What Bridge Will It Be?

The Oceanic Bridge.

2018 will mark one of the busiest planning years in the Oceanic Bridge’s history. Built in 1939, the 2,712-foot-long bridge spans from the Locust section of Middletown across the Navesink River into Rumson. According to a county website dedicated to the project, the Oceanic Bridge is “structurally deficient,” “functionally obsolete,” and “nearing the end of its service life.”
Over the past 15 months, officials have held two public information sessions and surveyed residents for their input, receiving over 200 responses. There are plenty of options for Monmouth County, which owns the bridge, to choose from, ranging from a drawbridge – similar to the Rumson-Sea Bright Bridge – to a fixed span bridge – like the Captain Joseph Azzolina Memorial Bridge from Highlands to Sea Bright, which was finished in 2011. Residents’ groups, like the Friends of the Oceanic Bridge, have been calling for a low bascule bridge.
County and federal transportation officials are expected to recommend a preliminary preferred alternative for the bridge redevelopment in the winter/spring of 2018. The submission of a draft concept development report is tentatively due in the spring/summer of 2018, and the completion of a local concept development phase is set for the summer of 2018.
If the project meets federal standards, federal funds would be made available for the new bridge. A cost is unknown at this time.
Coast Guard Station to Open Soon
Approximately $45 million in new construction is well underway at Coast Guard Station Sandy Hook, meaning the federal regulatory and law enforcement agency will be back at full force for the first time since Super Storm Sandy.
A dedication is tentatively planned in the spring for the opening of a new two-story, multi-mission building to house all operations, an immense two-bay boathouse, and a 10-lane small arms firing range. The main operations building on site was built in 1974 and was flooded with about two feet of water during Sandy. It will ultimately be demolished to make way for the boathouse expansion.
In August, Coast Guard Station Sandy Hook welcomed the Sitkinak and Shrike, two USCG cutters, back to Sandy Hook after reconstruction of the main docks, which were destroyed in Sandy. Those two vessels, along with smaller response boats, patrol the Two River waterways and assist in rescue missions.
Riverside Additions in Rumson, Fair Haven

The future Monmouth marine field station in Rumson.

If you happen to live in either of these riverside boroughs, you will notice some activity happening at a pair of locations along the Navesink River throughout 2018.
The Borough of Rumson and Monmouth University announced in September they would be forging a partnership to establish a marine field station behind borough hall to be used for Monmouth students studying in the university’s Urban Coastal Institute.
The partnership entails expanding a sewer pump building to a 4,000-to-5,000-square-foot field station with classrooms, laboratories and meeting rooms.
While the approximate $1.5 million building is still two to three years from construction and completion, Monmouth University students will in the meantime use the adjacent municipal boat ramp for studies.

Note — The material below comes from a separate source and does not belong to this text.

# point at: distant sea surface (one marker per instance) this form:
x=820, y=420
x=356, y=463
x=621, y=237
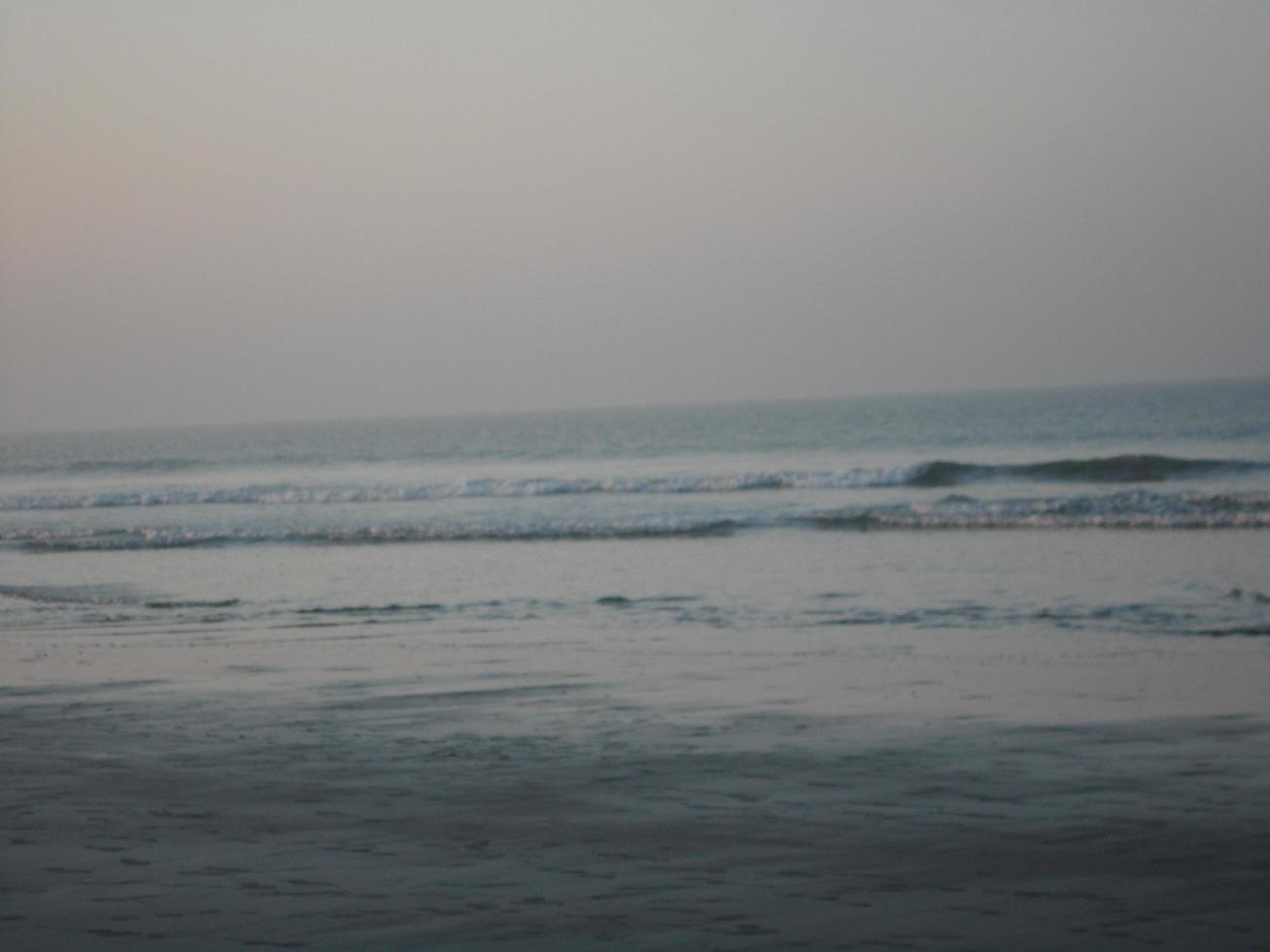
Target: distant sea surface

The university’s vessels will also be kept on site.
In the neighboring borough of Fair Haven, work will begin in the spring of 2018 to clean up and renovate a 0.56-acre municipal property at 78 DeNormandie Ave. The work to create a living shoreline includes adding about 1,000 cubic yards of sand along with restoring a coastal bluff on site. Once completed, the borough envisions the property as a prime spot for river access.
Dredging The Shrewsbury River

Dredging in the Shrewsbury River began Oct. 1 and continued through the end of the year.

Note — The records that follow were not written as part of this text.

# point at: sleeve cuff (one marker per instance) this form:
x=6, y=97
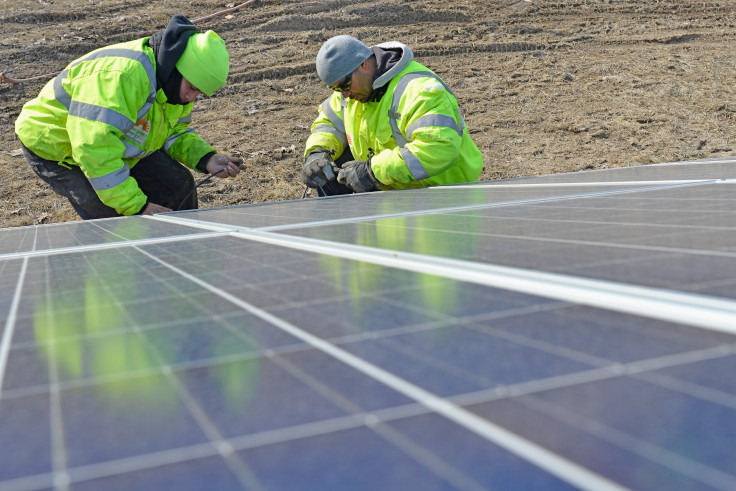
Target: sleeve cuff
x=202, y=164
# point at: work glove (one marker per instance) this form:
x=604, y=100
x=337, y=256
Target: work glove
x=358, y=176
x=318, y=168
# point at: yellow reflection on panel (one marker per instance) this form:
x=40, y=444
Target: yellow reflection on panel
x=85, y=324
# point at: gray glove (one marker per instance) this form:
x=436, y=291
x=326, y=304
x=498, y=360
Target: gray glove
x=318, y=168
x=358, y=176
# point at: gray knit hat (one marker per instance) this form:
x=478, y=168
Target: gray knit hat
x=339, y=56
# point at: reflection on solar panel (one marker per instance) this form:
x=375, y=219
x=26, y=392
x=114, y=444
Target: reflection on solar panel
x=567, y=331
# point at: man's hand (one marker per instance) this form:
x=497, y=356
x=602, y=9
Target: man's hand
x=152, y=208
x=318, y=168
x=224, y=166
x=358, y=176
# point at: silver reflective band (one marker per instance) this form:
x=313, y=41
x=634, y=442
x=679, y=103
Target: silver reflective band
x=110, y=180
x=64, y=98
x=172, y=139
x=418, y=172
x=326, y=128
x=101, y=114
x=428, y=120
x=131, y=151
x=415, y=166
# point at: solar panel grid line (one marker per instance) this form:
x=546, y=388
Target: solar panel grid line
x=9, y=330
x=431, y=463
x=640, y=247
x=249, y=441
x=675, y=462
x=648, y=184
x=600, y=222
x=566, y=470
x=233, y=461
x=106, y=245
x=133, y=374
x=59, y=459
x=691, y=309
x=528, y=201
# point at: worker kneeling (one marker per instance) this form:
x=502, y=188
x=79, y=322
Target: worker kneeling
x=110, y=131
x=391, y=124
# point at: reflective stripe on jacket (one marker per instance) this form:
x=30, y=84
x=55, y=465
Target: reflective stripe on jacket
x=103, y=114
x=415, y=130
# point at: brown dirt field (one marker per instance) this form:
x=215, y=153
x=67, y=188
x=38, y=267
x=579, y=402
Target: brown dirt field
x=545, y=86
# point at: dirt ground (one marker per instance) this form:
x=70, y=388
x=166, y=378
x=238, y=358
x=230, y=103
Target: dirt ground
x=545, y=86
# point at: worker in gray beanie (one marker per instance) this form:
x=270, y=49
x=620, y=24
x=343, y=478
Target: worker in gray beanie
x=391, y=123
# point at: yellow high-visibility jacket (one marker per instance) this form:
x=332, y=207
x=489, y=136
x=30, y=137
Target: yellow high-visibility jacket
x=103, y=114
x=415, y=132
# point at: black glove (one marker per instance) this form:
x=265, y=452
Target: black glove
x=358, y=176
x=318, y=168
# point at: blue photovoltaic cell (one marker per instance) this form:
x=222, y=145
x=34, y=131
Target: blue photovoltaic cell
x=226, y=349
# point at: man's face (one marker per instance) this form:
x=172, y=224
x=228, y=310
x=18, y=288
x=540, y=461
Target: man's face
x=361, y=85
x=188, y=92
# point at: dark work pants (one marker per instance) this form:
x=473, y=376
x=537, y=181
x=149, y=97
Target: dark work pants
x=162, y=179
x=333, y=188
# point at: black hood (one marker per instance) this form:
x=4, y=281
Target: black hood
x=168, y=45
x=386, y=58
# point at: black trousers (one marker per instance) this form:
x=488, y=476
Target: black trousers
x=163, y=180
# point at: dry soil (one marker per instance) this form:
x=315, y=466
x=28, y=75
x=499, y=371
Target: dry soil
x=545, y=86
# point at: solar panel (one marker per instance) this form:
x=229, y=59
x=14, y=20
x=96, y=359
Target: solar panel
x=554, y=332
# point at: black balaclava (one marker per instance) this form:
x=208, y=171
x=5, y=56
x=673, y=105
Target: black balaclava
x=168, y=45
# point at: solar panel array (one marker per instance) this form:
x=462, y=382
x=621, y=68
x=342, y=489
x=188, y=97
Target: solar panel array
x=555, y=332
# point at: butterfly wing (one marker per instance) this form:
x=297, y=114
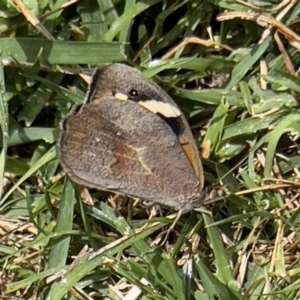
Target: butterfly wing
x=119, y=146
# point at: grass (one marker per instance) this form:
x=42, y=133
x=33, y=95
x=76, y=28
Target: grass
x=236, y=80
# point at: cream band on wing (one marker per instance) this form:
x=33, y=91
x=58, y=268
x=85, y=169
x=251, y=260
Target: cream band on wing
x=157, y=107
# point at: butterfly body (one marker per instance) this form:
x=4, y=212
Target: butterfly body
x=119, y=146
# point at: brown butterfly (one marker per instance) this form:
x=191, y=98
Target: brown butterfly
x=129, y=137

An initiative by the state Department of Transportation to dredge three specific channels in the Shrewsbury River will benefit boat owners when the summer boating season arrives later this year.
From Oct. 1 through Dec. 31, crews worked to dredge about 17,500 cubic yards of sand from the river basin to clear boating channels. From the staging site at the Monmouth Beach Cultural Center, sand and dredge materials were pumped underneath Ocean Avenue and then onto a stretch of beach between Park Road and Central Road in the borough. Construction crews spread that dredge material out along the beach.
Per state and federal regulations, all dredging had to cease on Dec. 31. The total project cost was $1.3 million.